Automation Debt : le coût caché des processus que nous automatisons

Date: 17 août 2026

Automation Debt

L’automatisation commence généralement par une question simple : comment rendre ce processus plus rapide tout en réduisant les interventions manuelles ?

Un premier processus est automatisé. Puis un autre. Les systèmes commencent à échanger des données, certaines actions se déclenchent automatiquement et des tâches qui prenaient autrefois du temps s’exécutent désormais en quelques secondes.

Mais après quelques années, une autre question, moins évidente, finit par se poser :

Savons-nous encore pourquoi chaque automatisation fonctionne de cette manière ?

C’est là qu’apparaît ce que l’on peut appeler l’Automation Debt : la complexité qui s’accumule lorsque des processus, des règles et des intégrations sont automatisés sans être réévalués au même rythme que l’entreprise évolue.

L’automatisation ne supprime pas toujours la complexité.

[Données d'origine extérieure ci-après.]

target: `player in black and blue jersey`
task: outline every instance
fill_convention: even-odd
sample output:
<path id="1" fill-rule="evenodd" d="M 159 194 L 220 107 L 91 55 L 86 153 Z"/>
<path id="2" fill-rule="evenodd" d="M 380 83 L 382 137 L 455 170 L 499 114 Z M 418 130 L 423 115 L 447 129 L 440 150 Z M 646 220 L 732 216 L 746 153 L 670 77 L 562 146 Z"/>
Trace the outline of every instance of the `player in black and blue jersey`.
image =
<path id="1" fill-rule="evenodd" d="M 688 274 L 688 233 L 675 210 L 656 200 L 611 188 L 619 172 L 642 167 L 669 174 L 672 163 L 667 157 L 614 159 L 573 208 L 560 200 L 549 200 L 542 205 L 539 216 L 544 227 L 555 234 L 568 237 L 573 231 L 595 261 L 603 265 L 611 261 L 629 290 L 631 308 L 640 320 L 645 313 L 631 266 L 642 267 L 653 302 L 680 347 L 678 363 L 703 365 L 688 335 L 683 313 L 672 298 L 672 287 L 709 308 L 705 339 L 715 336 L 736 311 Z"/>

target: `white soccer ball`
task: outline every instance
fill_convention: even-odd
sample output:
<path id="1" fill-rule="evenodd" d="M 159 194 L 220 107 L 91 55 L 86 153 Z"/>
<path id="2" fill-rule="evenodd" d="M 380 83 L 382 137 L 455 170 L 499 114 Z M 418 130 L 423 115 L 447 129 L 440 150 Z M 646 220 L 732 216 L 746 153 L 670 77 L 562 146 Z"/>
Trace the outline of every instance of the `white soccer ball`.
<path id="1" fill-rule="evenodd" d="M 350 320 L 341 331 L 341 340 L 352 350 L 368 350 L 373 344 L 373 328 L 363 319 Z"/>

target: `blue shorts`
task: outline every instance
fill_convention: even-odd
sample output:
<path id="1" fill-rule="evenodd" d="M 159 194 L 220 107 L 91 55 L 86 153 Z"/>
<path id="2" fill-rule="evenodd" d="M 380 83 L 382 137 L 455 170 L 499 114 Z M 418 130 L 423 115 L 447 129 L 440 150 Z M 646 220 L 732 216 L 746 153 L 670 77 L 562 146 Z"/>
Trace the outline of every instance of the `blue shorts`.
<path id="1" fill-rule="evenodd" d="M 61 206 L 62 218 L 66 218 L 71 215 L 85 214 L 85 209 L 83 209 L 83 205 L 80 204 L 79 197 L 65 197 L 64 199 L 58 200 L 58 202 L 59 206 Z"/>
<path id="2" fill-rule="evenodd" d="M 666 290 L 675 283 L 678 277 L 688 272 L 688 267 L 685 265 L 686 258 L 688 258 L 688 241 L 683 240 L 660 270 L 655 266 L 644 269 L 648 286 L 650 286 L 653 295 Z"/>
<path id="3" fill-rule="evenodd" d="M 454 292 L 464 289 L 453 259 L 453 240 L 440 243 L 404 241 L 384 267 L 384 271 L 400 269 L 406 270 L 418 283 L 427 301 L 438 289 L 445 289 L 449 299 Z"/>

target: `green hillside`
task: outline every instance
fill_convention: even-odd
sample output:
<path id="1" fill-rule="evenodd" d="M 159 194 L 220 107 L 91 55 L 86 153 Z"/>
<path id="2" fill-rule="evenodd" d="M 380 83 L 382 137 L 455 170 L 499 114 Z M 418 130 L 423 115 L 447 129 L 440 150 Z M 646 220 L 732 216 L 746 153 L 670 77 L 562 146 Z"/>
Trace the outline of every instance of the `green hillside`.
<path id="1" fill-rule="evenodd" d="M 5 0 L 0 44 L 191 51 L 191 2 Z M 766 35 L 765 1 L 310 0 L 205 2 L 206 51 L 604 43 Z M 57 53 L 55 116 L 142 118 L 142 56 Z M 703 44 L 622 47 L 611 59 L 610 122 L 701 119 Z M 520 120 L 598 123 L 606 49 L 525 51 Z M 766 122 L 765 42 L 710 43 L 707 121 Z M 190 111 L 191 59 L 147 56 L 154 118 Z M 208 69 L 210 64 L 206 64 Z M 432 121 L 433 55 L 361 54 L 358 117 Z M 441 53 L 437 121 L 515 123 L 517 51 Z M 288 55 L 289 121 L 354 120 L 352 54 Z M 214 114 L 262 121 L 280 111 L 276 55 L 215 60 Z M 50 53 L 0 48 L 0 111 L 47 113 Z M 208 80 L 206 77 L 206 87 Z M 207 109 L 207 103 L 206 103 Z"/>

Parfois, elle ne fait que la déplacer.

Lorsqu’un processus manuel est automatisé, la charge de travail visible diminue. Mais la logique qui le sous-tend, elle, continue d’exister.

Quelque part dans le système subsistent les conditions, les règles, les exceptions, les dépendances et les intégrations qui déterminent ce qui doit se produire et à quel moment.

Au fil du temps, d’autres automatisations viennent s’y ajouter. Un workflow en déclenche un autre. Un système transmet des données à une autre plateforme. Une règle créée pour répondre à un besoin précis finit par s’intégrer dans une chaîne beaucoup plus vaste.

Chaque automatisation peut parfaitement fonctionner de manière isolée, tandis que l’écosystème dans son ensemble devient progressivement plus difficile à comprendre et à faire évoluer.

Ce phénomène se retrouve également dans les environnements d’entreprise modernes, où l’accumulation de workflows, de configurations et de règles au fil du temps peut créer de nouvelles formes de dette logicielle.

Un processus peut continuer à fonctionner alors même que sa raison d’être a changé

L’automatisation présente une caractéristique intéressante : tant qu’on ne lui demande pas de s’arrêter, elle continue.

Mais une entreprise ne fonctionne pas ainsi.

Les processus changent. Les politiques évoluent. Les structures se transforment. De nouvelles plateformes apparaissent, et certaines règles qui avaient du sens il y a trois ou cinq ans ne sont plus nécessairement les plus pertinentes aujourd’hui.

Le problème apparaît lorsqu’une automatisation continue d’exécuter efficacement une logique simplement parce que personne ne l’a réévaluée depuis longtemps.

La question n’est alors plus seulement : « Est-ce que cela fonctionne ? »

Il faut également se demander : « Est-ce que cela doit encore fonctionner de cette manière ? »

Plus nous automatisons, plus la visibilité devient essentielle

Dans un environnement qui compte des dizaines, voire des centaines de processus automatisés, savoir que les systèmes fonctionnent ne suffit plus.

Il faut savoir qui est responsable de chaque processus, quels systèmes en dépendent, ce qui se passe en cas de défaillance et quand il a été réévalué pour la dernière fois.

La documentation, la supervision et l’attribution claire des responsabilités ne sont pas des aspects secondaires de l’automatisation. Elles font partie intégrante de son cycle de vie.

C’est pourquoi les pratiques modernes d’automatisation à grande échelle considèrent la gouvernance, la supervision, la définition des responsabilités et les révisions régulières comme des éléments essentiels.

L’automatisation doit évoluer avec le processus

L’une des erreurs les plus faciles à commettre consiste à considérer l’automatisation comme un projet terminé.

Elle est développée, testée, mise en production, puis l’attention se porte sur le processus suivant.

Mais si le processus automatisé continue d’évoluer, l’automatisation qui le soutient doit évoluer elle aussi.

Cela implique de réexaminer les règles, de supprimer les workflows qui ne créent plus de valeur, de vérifier les dépendances et de simplifier les parties du système devenues inutilement complexes.

L’objectif n’est pas d’automatiser le plus possible.

Il est d’automatiser ce qui a du sens et de s’assurer que cela continue d’en avoir avec le temps.

Comme l’explique Ermal Beqiri, fondateur de Soft & Solution Group :

“L’automatisation doit simplifier les choses, mais cela ne signifie pas que nous devons perdre de vue ce qui se passe en arrière-plan. Plus nous automatisons de processus, plus il devient important de comprendre et de garder le contrôle sur la logique qui les fait fonctionner.”

Chez Soft & Solution Group, nous considérons l’automatisation comme un processus qui doit être géré tout au long de son cycle de vie. Un système bien conçu ne doit pas seulement exécuter automatiquement les tâches d’aujourd’hui. Il doit également être documenté, observable et suffisamment flexible pour évoluer avec les besoins de l’organisation.